In the final auction, 29 of the 89 head sold went for $2,000 or more.
But Funk was also not interested in having to fix up the farm and get ready for an on-farm auction. So when the Jersey Marketing Association suggested a silent auction, it sounded like a good idea to him.
Benefits seller.
Hurst said the sale had several advantages for Funk.
First, the sale was not large enough to have attracted the same kind of national audience that participated in the bidding, Hurst said.
Secondly, Funk saved the expense of preparing for an auction, and since the catalog for the sale was created first as a Web document and then printed from that, Funk did not have to assume the cost of printing.
The preparation for a silent auction begins with the videotaping of the cattle to be sold.
Because the catalog information was written in HTML coding as a Web document before it was copied for print reproduction, the catalog and the pedigrees were accessible on the USJersey Web site at a much faster connection speed. And four-color photographs were available on the Web at a fraction of the cost of printing a four-color catalog.
After the catalog was on the Web, Hurst said, it was burned onto a compact disc for distribution with the videotape. The CD and catalog were sent to about 100 likely buyers.
How it worked.
Prospective buyers registered and got a bidder number by calling the Jersey Marketing Association, and then at 8 a.m. June 4, they were free to bid at any time either by telephone or by e-mail. The bids were posted at three times during the two-day auction on the Web site – at the end of the first day, at noon on June 6, and then 15 minutes before the final conference call lot bidding session at 2 p.m.
To join the conference call and to bid on any one lot, a bidder must have already made a bid on that lot. Of the 59 bidders who registered for the auction, more than 25 participated in the final bidding.
The cattle were offered one lot at a time, and the bidding completed on that lot before the next was offered. Bidding on each lot continued as long as anyone wanted to bid, and with some cows, eight to 10 people remained in the bidding in the last phase.

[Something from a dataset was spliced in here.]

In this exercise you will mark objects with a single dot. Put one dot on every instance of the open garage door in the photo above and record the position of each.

Funk said a number of the cattle were bought by people within 50 miles of his farm, but he also had buyers from Ohio, Wisconsin, Arkansas, South Dakota, Idaho, and California.
On-farm visitors.
In the weeks before the sale, several people came to the farm to look at the cattle. In fact, Funk said, three people from Illinois showed up at 11:30 a.m. on the day of the final sale.
By having people come look, he said he got more for some of the older cows than he might have if they had all been bought sight-unseen.
“Anyone would be hesitant to buy a 7- or 8-year-old cow if they hadn’t had the opportunity to see that she was sound,” Funk said.
The average sale price of $1,807.87 was the highest average of any Jersey Marketing Service dispersal sale this year.